Na drugim biegunie mamy fikcję prawną, utrzymywaną przez długie dekady. Żartobliwie mówi się, że gdyby likwidację samowoli budowlanych twardo egzekwować, nawet połowę zabudowań na polskiej wsi trzeba by wyburzyć. Dlatego właśnie wkalkulowana bezczynność państwa stała się obowiązującą wykładnią prawa. I tylko nieszczęśnik, który padł ofiarą sąsiedzkiego donosu lub wszedł w drogę inspektorom budowlanym, musi się liczyć z tym, że prawo wobec niego będzie egzekwowane, choć nie zawsze skutecznie. Słynna warszawska inwestycja Czarny Kot, która stała się symbolem bezsilności państwa wobec samowoli, mimo nakazów rozbiórki ciągle stoi.
Co więc zrobić? Legalizować czy utrzymywać fikcję? Dylemat jest, i to poważny. Trudno o jednoznaczną odpowiedź. Istotne jest zapewne to, co chce osiągnąć państwo, decydując się na abolicję. Czy jest to jednorazowy ukłon w stronę wyborców, przymknięcie oka na zasady w roku wyborczym? Czy powinna ona dotyczyć wszystkich samowoli, czy również tych, gdzie prawo rażąco naruszono, czy też gdzie naruszono prawa sąsiedzkie? Czy w ślad za abolicją pójdzie też zmiana filozofii działania państwa jako administratora i liberalizacja procesu budowlanego oznaczająca mniej państwa na budowach dla wszystkich obywateli w takim samym stopniu?

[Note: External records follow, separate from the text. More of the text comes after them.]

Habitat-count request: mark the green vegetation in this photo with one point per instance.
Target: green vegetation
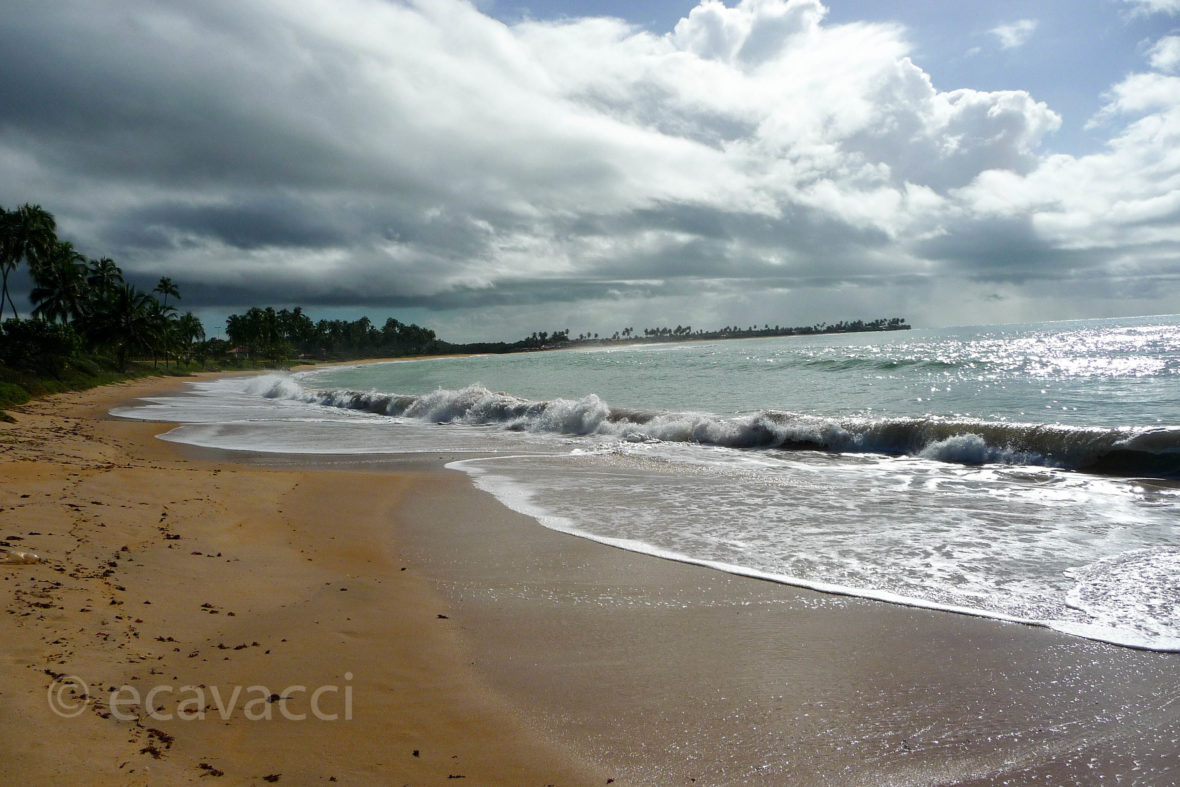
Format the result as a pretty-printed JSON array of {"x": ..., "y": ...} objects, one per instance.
[{"x": 90, "y": 327}]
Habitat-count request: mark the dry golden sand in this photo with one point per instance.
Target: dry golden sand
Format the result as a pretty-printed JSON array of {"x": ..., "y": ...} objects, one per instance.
[{"x": 166, "y": 571}]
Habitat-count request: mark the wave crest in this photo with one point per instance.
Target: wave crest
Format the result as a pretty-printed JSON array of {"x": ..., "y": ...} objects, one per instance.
[{"x": 1132, "y": 452}]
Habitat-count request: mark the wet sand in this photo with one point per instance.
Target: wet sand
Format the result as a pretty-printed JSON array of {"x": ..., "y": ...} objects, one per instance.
[
  {"x": 666, "y": 673},
  {"x": 196, "y": 578},
  {"x": 556, "y": 660}
]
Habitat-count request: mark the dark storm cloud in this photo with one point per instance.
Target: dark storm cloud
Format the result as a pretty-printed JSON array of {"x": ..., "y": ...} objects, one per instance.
[{"x": 362, "y": 152}]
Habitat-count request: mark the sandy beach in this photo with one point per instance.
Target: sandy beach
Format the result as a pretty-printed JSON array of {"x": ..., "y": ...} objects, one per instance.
[
  {"x": 450, "y": 637},
  {"x": 162, "y": 571}
]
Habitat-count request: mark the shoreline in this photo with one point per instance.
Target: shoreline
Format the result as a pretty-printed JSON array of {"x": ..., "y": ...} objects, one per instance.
[
  {"x": 196, "y": 576},
  {"x": 559, "y": 660}
]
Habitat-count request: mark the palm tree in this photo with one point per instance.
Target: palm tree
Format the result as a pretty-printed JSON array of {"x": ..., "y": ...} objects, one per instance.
[
  {"x": 104, "y": 274},
  {"x": 60, "y": 284},
  {"x": 166, "y": 287},
  {"x": 159, "y": 320},
  {"x": 27, "y": 234},
  {"x": 126, "y": 322},
  {"x": 188, "y": 330}
]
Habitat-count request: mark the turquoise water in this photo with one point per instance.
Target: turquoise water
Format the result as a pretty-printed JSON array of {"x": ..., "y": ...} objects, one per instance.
[
  {"x": 1024, "y": 473},
  {"x": 1093, "y": 373}
]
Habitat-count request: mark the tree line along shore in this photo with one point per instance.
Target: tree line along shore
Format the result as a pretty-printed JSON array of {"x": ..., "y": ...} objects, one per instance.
[{"x": 91, "y": 326}]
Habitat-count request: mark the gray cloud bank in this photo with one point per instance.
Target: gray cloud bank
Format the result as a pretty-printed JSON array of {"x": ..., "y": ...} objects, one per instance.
[{"x": 754, "y": 164}]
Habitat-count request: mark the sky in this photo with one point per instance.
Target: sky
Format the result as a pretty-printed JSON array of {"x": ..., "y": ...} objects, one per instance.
[{"x": 495, "y": 168}]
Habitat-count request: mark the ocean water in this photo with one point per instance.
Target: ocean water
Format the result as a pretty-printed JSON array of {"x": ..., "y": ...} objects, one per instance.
[{"x": 1027, "y": 472}]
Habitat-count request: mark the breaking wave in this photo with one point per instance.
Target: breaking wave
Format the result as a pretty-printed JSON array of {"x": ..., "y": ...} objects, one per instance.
[{"x": 1128, "y": 452}]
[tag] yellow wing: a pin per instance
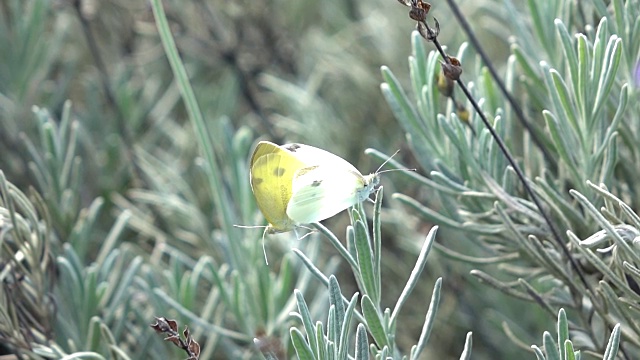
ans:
(272, 171)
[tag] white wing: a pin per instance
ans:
(320, 192)
(313, 156)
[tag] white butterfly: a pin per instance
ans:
(327, 185)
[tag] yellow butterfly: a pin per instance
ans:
(299, 184)
(272, 169)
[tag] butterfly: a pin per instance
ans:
(300, 184)
(296, 184)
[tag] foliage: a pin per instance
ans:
(118, 207)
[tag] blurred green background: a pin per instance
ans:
(93, 120)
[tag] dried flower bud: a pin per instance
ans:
(452, 68)
(445, 85)
(419, 11)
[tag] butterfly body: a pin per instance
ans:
(300, 184)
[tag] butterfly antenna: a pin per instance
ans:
(249, 226)
(264, 250)
(386, 161)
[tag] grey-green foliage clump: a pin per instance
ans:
(577, 95)
(133, 209)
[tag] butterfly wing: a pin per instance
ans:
(272, 172)
(313, 156)
(321, 192)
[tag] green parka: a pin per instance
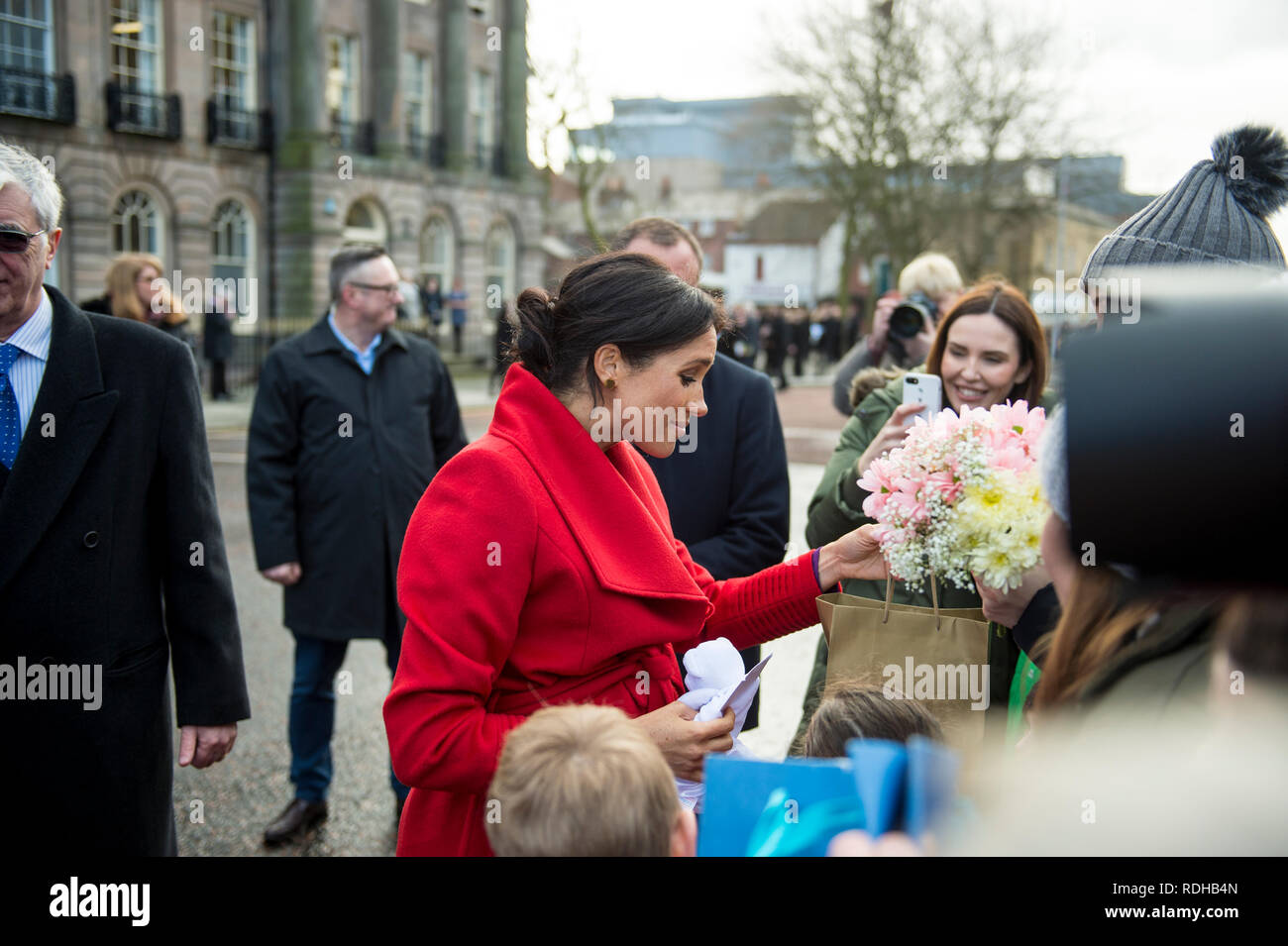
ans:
(836, 508)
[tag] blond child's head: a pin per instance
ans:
(857, 709)
(585, 782)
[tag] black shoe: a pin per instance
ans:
(294, 821)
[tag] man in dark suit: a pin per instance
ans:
(726, 489)
(112, 560)
(352, 420)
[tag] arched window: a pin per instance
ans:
(438, 252)
(498, 271)
(232, 261)
(137, 224)
(365, 223)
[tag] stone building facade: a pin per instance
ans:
(249, 139)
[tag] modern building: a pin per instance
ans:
(250, 139)
(711, 164)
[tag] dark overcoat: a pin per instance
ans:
(729, 495)
(107, 517)
(217, 335)
(335, 465)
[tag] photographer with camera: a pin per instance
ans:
(903, 323)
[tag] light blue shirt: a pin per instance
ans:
(366, 360)
(29, 367)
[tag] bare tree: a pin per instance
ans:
(922, 123)
(561, 112)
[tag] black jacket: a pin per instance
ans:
(729, 497)
(101, 520)
(335, 465)
(217, 335)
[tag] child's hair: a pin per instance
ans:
(581, 782)
(853, 709)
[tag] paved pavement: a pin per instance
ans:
(223, 809)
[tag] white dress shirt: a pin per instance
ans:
(29, 367)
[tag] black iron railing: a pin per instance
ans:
(355, 136)
(38, 94)
(237, 128)
(429, 149)
(143, 112)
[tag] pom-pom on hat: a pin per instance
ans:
(1215, 215)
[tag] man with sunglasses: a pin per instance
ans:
(112, 564)
(352, 420)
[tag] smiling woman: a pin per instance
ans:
(987, 351)
(541, 568)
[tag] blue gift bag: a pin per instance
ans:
(795, 807)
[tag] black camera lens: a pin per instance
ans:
(907, 319)
(912, 314)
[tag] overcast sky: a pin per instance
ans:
(1153, 80)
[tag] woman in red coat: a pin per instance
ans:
(540, 567)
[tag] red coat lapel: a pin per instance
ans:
(609, 499)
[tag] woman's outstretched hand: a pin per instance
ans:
(854, 555)
(683, 742)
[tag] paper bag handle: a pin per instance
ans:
(934, 597)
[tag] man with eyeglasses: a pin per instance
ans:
(352, 420)
(112, 567)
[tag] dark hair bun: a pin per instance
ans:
(533, 341)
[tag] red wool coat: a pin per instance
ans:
(540, 569)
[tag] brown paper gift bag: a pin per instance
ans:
(938, 657)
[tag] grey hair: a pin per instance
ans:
(347, 259)
(20, 166)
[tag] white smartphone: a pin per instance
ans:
(923, 389)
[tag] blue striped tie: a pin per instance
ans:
(9, 438)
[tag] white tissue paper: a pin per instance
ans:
(715, 681)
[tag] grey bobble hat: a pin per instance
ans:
(1215, 215)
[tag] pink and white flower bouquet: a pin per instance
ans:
(961, 495)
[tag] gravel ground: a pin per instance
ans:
(223, 809)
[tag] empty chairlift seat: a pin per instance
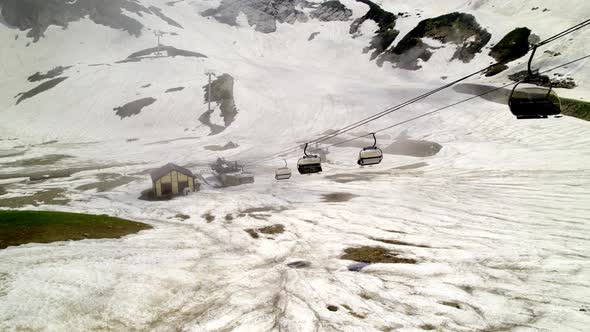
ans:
(309, 164)
(534, 102)
(371, 155)
(283, 173)
(529, 98)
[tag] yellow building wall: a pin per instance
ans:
(173, 177)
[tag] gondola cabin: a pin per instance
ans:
(370, 156)
(283, 173)
(309, 164)
(534, 102)
(171, 180)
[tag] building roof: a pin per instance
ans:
(162, 171)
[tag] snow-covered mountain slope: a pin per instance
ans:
(496, 221)
(313, 84)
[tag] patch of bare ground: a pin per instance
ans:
(367, 254)
(182, 216)
(337, 197)
(47, 197)
(332, 308)
(352, 312)
(400, 243)
(412, 166)
(208, 216)
(252, 233)
(259, 212)
(451, 304)
(270, 230)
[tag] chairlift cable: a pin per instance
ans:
(423, 96)
(451, 105)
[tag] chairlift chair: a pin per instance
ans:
(283, 173)
(530, 101)
(371, 155)
(309, 164)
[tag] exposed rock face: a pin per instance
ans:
(331, 11)
(37, 15)
(545, 81)
(53, 73)
(47, 85)
(133, 108)
(264, 14)
(456, 28)
(222, 93)
(513, 46)
(386, 34)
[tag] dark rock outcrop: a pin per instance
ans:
(546, 81)
(456, 28)
(53, 73)
(386, 33)
(38, 15)
(263, 15)
(513, 46)
(331, 10)
(133, 108)
(222, 93)
(39, 89)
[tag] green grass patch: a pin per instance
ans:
(22, 227)
(46, 197)
(371, 255)
(576, 108)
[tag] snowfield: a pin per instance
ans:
(497, 221)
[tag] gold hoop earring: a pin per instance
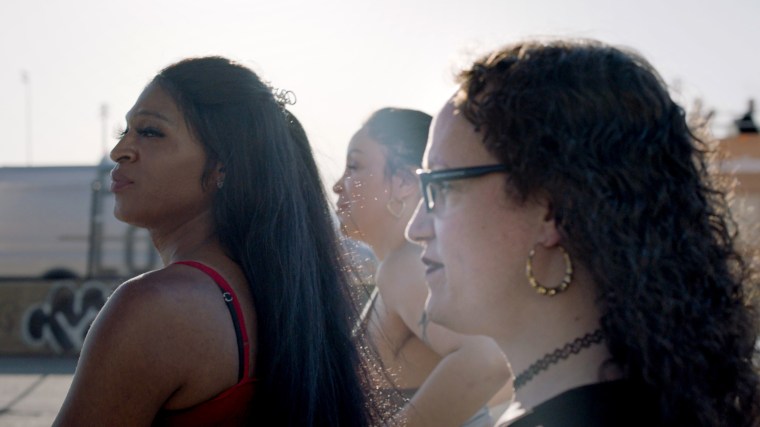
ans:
(543, 290)
(396, 213)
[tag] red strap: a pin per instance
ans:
(241, 319)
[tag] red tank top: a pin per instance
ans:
(231, 407)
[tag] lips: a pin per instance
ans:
(431, 267)
(119, 181)
(342, 205)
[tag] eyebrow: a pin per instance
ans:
(153, 114)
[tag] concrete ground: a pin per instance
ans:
(32, 389)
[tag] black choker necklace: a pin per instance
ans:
(549, 359)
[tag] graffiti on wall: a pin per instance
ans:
(63, 319)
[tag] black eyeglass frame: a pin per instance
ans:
(428, 177)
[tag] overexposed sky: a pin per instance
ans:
(342, 58)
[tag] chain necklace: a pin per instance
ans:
(573, 347)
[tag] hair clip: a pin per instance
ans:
(284, 97)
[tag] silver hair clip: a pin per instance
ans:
(284, 97)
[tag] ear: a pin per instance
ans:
(219, 174)
(549, 235)
(404, 183)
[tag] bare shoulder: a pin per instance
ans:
(146, 333)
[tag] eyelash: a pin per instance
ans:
(147, 132)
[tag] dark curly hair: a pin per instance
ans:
(593, 128)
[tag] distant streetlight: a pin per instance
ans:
(28, 86)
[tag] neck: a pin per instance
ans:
(391, 238)
(565, 317)
(187, 240)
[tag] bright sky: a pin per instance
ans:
(343, 58)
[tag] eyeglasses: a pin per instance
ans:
(430, 180)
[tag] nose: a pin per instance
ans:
(124, 151)
(420, 228)
(338, 186)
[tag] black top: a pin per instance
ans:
(614, 403)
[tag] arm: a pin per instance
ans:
(472, 368)
(125, 374)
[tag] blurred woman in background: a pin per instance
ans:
(447, 378)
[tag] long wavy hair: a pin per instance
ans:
(593, 128)
(272, 218)
(403, 132)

Tę drugą postawę pewnie łatwiej przyjąć. Czasem refleksja państwa i reset zasad, które okazały się zbyt surowe, nieżyciowe, może mieć pozytywne skutki. Dobrze to ilustrują przepisy dotyczące wycinki drzew. Przez wiele lat restrykcyjne i kosztowne dla obywateli prawo sprawiało, że zostali oni ubezwłasnowolnieni na własnych działkach. Kiedy przed trzema laty wprowadzono czasową abolicję na wycinkę drzew, mimo silnego protestu ekologów i miłośników przyrody poszły w ruch piły i siekiery właścicieli drzew. Po czym wprowadzono nowe, łagodniejsze zasady. Jeszcze nie wiemy, czy w tym przypadku będzie podobnie, bo nie są znane szczegóły abolicji. Należy się jednak liczyć z tym, że bez względu na przyjęte rozwiązanie prawne spór społeczny w tej sprawie jest nieunikniony.